Auf dem EU-Agrarrat am Montag stellt die Kommission ihre Pläne für die Agrarumweltpolitik nach 2021 vor. Während das Bundesagrarministerium eine weitere Konkretisierung der Pläne in Brüssel einfordert, werfen die Grünen im Europaparlament sowohl der Kommission als auch der Bundesagrarministerin vor, sich wie Drückeberger zu verhalten. 

Bundesagrarministerin Julia Klöckner (CDU) fürchtet einen „Wettbewerb nach unten“ bei den Umweltleistungen innerhalb der Gemeinsamen EU-Agrarpolitik (GAP). Das geht aus einer Pressemitteilung des Bundeslandwirtschaftsministeriums (BMEL) anlässlich des EU-Agrarrats am heutigen Montag in Brüssel hervor. Dort stellte EU-Agrarkommissar Phil Hogan seine Pläne für die sogenannte „Grüne Architektur“ in der GAP ab 2021 vor.

Die Grüne Architektur steht für die Ausgestaltung der Umweltleistungen in der EU-Agrarpolitik. Die Reformpläne der Kommission sehen ein so genanntes Liefermodell vor.
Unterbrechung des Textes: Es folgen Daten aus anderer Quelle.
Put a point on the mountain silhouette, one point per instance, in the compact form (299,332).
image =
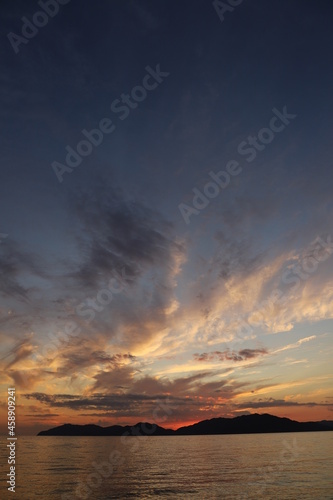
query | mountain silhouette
(244,424)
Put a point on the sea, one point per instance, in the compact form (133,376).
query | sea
(282,466)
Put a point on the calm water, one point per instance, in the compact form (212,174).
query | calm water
(265,466)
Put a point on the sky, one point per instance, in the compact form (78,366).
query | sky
(166,239)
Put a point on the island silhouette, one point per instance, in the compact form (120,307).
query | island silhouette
(244,424)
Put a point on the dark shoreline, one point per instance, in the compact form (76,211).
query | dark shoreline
(245,424)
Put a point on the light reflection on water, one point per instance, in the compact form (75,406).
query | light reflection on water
(240,467)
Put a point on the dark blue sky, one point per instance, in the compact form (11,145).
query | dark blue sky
(189,280)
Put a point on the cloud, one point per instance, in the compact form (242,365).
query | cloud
(228,355)
(295,345)
(276,403)
(22,350)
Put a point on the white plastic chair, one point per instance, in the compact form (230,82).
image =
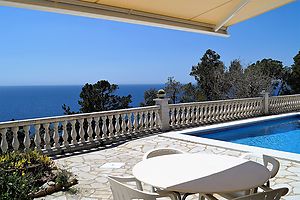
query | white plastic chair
(267,161)
(266,195)
(161,152)
(122,191)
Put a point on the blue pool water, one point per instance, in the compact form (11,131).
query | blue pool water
(281,134)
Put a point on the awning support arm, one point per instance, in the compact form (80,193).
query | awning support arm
(242,4)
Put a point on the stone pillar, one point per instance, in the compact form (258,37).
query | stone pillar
(265,107)
(164,110)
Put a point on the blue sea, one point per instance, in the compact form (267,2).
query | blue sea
(25,102)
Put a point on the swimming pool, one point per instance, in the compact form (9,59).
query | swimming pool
(279,134)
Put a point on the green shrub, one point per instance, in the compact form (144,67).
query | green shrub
(23,173)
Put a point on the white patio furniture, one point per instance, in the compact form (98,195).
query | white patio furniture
(123,191)
(265,195)
(268,162)
(160,152)
(201,173)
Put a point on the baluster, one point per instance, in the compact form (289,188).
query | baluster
(129,123)
(104,127)
(26,141)
(123,123)
(188,115)
(200,117)
(117,126)
(193,120)
(4,144)
(81,131)
(97,128)
(90,129)
(47,136)
(146,120)
(65,133)
(151,124)
(172,116)
(157,120)
(15,142)
(74,132)
(196,119)
(55,135)
(239,112)
(209,113)
(177,116)
(205,114)
(217,112)
(37,137)
(183,119)
(141,121)
(110,126)
(135,122)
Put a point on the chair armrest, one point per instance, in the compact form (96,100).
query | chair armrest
(265,188)
(209,197)
(129,179)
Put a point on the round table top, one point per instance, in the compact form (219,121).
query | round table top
(201,173)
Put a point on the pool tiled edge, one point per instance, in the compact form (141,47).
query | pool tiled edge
(183,135)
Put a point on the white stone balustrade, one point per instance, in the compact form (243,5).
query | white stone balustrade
(69,133)
(283,104)
(208,112)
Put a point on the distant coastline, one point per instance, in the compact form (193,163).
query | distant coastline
(25,102)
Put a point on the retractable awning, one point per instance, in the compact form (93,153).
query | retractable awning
(202,16)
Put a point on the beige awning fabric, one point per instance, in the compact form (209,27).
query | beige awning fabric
(202,16)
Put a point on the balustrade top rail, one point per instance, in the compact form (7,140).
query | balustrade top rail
(54,135)
(27,122)
(217,102)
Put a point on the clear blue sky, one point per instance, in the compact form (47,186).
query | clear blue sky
(40,48)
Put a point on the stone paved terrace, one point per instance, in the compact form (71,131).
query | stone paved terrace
(93,183)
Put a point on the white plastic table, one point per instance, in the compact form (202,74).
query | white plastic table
(201,173)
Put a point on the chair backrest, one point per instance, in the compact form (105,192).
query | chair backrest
(161,152)
(269,195)
(275,164)
(123,191)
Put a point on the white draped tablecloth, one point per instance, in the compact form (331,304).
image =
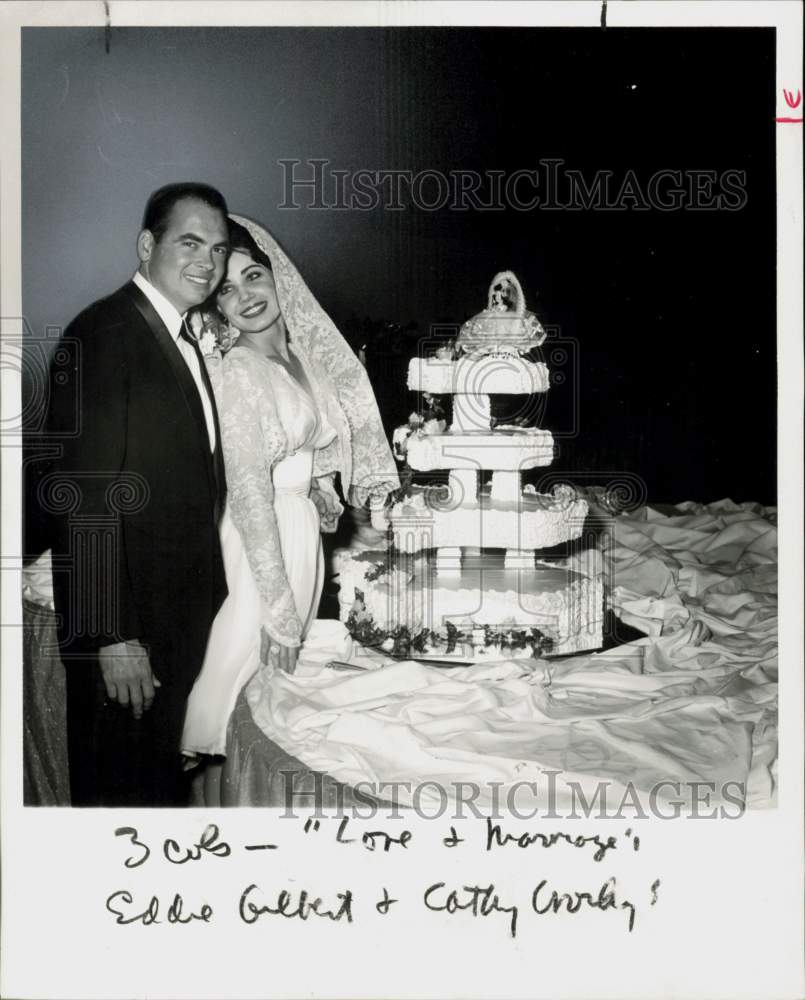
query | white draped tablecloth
(694,701)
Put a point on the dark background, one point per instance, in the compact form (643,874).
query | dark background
(666,320)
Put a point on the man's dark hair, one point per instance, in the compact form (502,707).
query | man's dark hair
(160,204)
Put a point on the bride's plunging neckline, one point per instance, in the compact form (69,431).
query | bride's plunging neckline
(305,386)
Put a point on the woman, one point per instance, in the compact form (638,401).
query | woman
(295,407)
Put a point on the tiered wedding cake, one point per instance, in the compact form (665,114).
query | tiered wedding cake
(460,578)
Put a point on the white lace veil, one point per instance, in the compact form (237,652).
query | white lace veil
(361,451)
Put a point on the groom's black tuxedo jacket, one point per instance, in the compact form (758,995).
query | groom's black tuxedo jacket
(136,494)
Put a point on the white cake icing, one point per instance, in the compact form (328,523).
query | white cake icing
(445,563)
(495,374)
(566,606)
(518,450)
(533,522)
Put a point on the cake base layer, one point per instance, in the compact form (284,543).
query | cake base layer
(490,608)
(435,518)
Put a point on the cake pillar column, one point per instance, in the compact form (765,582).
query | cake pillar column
(519,559)
(463,484)
(448,561)
(471,412)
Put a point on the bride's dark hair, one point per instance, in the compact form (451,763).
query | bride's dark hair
(242,241)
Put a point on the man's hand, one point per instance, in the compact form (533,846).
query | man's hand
(127,675)
(274,652)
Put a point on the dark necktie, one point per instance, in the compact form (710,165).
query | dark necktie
(217,460)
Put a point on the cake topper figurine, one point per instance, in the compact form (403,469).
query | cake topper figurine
(505,326)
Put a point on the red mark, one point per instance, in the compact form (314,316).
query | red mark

Dieses besagt, dass die EU-Kommission allgemeine Umweltziele vorgibt, und es dann in der Verantwortung der Mitgliedstaaten liegt, diese durch national angepasste Maßnahmen zu erreichen.

Klöckner: Klärung soll Agrarrat im März bringen

Klöckner bezeichnete die Vorstellung der Grünen Architektur durch Hogan als „wichtigen Schritt“, da diese ja letztlich festlegt, was die EU-Agrarpolitik künftig zu Klima-, Umwelt- und Artenschutz beitragen könne. Der Ansatz der Kommission, den Mitgliedstaaten mehr Flexibilität bei der Ausgestaltung der Umweltleistungen zuzugestehen bei gleichzeitig besserer Entlohnung der Landwirte für eben diese Leistungen, sei „gut“, so die Ministerin weiter. Allerdings seien noch einige „entscheidende Einzelheiten“ auf dem Agrarrat im März zu klären, betonte Klöckner.

Einerseits dürfe ein „Mehr an Flexibilität nicht gleichbedeutend sein mit einem Aufweichen von Kriterien, einem Wettbewerb in den Mitgliedsstaaten nach unten hinsichtlich der Qualität der Umweltleistungen“, forderte Klöckner. Die Kriterien müssten „effizient, zielgerichtet und überprüfbar“ sein. Andererseits seien „Verständlichkeit und Praktikabilität entscheidend. Im Sinne eines besseren Natur- und Klimaschutzes geht es darum, dass die Leistungen für die Bäuerinnen und Bauern in der Praxis umsetzbar sind - unabhängig der Betriebsgröße.“  

Häusling: Von Klöckner kommen nur Verzögerungsfloskeln

Im Stellungskrieg der Positionen zur GAP-Reform kommen gewohnt kritische Tönen von den Grünen im Europaparlament. Der grüne Agrarpolitiker Martin Häusling wirft der EU-Kommission vor, sich mit dem Liefermodell davor zu drücken, konkret Stellung zu beziehen. Von der Bundesregierung hätte Häusling wiederum erwartet, mit gutem Beispiel voranzugehen, statt sich „in Verzögerungsfloskeln zu verlieren“, wie er anlässlich des heutigen Agrarratstreffens mitteilte. „Gerade das Land, das bei seiner Bevölkerung den allergrößten Rückhalt für eine tiergerechtere, klimafreundlichere und ressourcenschützendere GAP hat, eiert herum und bezieht keine Stellung“, hält Häusling dem BMEL vor. Da die Kommission sich vor Vorgaben „weitgehend gedrückt hat“ und die Verantwortung „auf die Mitgliedstaaten verschiebt“, wären hier gerade diese gefragt, mit „ambitionierten Ideen gestaltend tätig zu werden“, beklagt Häusling.